2. Bundesliga

Nürnberg, Braunschweig und Union bauen Serien aus

+
Nürnberg Guido Burgstaller bejubelt seinen Treffer gegen Hannover 96.

Nürnberg - In der 2. Bundesliga konnten am Sonntag die Teams vom 1. FC Nürnberg, Eintracht Braunschweig und 1. FC Union Berlin jeweils ihre Serien ausbauen. 
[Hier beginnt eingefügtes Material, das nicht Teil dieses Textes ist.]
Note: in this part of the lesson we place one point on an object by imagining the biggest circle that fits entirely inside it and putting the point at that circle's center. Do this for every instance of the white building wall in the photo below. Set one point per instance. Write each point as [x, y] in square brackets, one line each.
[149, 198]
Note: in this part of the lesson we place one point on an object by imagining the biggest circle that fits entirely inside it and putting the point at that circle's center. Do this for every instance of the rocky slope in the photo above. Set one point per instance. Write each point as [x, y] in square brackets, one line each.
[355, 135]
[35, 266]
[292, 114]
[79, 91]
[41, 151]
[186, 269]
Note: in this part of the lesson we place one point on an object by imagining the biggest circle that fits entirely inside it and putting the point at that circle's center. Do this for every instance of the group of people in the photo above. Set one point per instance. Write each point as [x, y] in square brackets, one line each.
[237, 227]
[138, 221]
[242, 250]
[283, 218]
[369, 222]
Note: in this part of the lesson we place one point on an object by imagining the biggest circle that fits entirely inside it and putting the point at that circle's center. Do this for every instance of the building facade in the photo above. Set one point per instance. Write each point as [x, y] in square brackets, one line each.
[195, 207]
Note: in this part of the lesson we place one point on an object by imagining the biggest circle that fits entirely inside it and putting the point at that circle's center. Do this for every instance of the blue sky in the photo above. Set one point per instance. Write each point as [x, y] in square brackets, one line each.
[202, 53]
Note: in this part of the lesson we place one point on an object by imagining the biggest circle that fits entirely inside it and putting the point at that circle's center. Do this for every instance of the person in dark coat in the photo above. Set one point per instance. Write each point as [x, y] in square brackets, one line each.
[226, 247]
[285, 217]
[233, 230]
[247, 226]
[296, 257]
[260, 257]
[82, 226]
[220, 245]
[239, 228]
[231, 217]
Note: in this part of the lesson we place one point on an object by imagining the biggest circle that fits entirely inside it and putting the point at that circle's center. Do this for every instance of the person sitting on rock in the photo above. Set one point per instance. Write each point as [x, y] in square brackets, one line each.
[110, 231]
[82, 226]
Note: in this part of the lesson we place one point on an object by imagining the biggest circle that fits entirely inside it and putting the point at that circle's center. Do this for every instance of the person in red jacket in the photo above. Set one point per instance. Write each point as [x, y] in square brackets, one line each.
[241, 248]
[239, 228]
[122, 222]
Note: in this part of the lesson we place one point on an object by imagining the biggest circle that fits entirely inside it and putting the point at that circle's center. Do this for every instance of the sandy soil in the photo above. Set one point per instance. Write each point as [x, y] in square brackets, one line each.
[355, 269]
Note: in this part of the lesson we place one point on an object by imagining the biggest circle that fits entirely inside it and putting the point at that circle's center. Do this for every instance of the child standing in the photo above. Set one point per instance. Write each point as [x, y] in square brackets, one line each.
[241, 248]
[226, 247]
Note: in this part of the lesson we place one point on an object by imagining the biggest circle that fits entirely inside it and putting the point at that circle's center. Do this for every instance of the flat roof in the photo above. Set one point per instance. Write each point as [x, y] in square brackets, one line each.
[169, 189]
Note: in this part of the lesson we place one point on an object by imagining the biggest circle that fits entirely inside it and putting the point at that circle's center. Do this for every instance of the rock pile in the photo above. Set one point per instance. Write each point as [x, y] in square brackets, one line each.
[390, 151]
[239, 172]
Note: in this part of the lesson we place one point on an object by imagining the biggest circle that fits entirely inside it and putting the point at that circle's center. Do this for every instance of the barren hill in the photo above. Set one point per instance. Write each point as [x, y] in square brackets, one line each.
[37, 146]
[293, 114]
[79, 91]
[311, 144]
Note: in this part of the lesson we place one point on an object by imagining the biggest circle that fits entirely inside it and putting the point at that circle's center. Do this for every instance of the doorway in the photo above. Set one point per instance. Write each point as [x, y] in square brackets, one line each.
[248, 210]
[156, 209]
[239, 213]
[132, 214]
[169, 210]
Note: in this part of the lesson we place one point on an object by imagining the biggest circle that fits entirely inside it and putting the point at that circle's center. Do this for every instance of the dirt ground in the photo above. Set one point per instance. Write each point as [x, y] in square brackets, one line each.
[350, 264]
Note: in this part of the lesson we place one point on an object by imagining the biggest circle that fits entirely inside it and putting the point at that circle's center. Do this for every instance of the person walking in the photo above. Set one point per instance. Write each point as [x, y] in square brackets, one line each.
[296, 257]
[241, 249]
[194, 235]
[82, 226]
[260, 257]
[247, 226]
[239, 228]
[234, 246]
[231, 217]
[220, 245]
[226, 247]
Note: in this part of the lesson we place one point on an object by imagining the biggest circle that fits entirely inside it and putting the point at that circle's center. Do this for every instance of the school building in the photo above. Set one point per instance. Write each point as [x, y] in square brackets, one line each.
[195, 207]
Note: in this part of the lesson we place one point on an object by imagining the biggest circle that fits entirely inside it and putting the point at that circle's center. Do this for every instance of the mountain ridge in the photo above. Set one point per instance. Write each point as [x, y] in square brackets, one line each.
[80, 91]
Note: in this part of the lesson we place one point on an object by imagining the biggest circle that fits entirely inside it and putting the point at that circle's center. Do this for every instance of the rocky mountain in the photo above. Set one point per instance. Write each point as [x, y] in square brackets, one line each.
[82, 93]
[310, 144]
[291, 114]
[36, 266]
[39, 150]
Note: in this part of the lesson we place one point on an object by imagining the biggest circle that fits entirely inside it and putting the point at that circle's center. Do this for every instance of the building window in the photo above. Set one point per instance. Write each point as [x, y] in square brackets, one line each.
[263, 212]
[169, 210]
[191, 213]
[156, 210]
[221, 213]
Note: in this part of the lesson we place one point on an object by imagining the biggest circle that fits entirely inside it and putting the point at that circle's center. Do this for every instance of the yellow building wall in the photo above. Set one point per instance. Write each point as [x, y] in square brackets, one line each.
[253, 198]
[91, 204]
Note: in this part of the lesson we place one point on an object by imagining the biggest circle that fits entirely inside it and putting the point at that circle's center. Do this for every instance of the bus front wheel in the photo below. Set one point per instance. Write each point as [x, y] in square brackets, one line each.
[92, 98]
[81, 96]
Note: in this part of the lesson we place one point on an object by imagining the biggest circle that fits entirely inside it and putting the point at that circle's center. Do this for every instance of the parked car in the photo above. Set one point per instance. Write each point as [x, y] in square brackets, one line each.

Der 1. FC Nürnberg hat seine Klettertour in der 2. Bundesliga auch gegen Hannover 96 fortgesetzt. Die Franken feierten am Sonntag mit dem 2:0 (2:0) gegen den Bundesliga-Absteiger ihren vierten Sieg nacheinander. Die Angreifer Tim Matavz (4. Minute) und Guido Burgstaller (21.) erzielten vor 27 387 Zuschauern die Tore für das Team von Trainer Alois Schwartz, das in den ersten sechs Saisonspielen sieglos geblieben war. Nürnbergs Torwart Thorsten Kirschbaum parierte in der 73. Spielminute einen Foulelfmeter von Miiko Albornoz. Mit 14 Punkten rückte der „Club“ bis auf drei Zähler an Hannover heran. Die Niedersachsen rutschten auf Platz fünf ab.

Braunschweig mit Arbeitssieg über die SpVgg Greuther Fürth

Eintracht Braunschweig steuert derweil weiter unbeirrt auf Aufstiegskurs. Mit dem 1:0 (0:0) über die SpVgg Greuther Fürth baute die Mannschaft von Trainer Torsten Lieberknecht die Führung in der 2. Fußball-Bundesliga weiter aus. Dank des Treffers von Onel Hernandez (59.) beträgt der Vorsprung der Norddeutschen auf den Relegationsrang drei nach nur zehn Spieltagen bereits sechs Punkte. Für Braunschweig war es ein Spieltag nach Maß. Schließlich blieben die bisherigen Verfolger 1. FC Heidenheim und Hannover 96 ohne Sieg. 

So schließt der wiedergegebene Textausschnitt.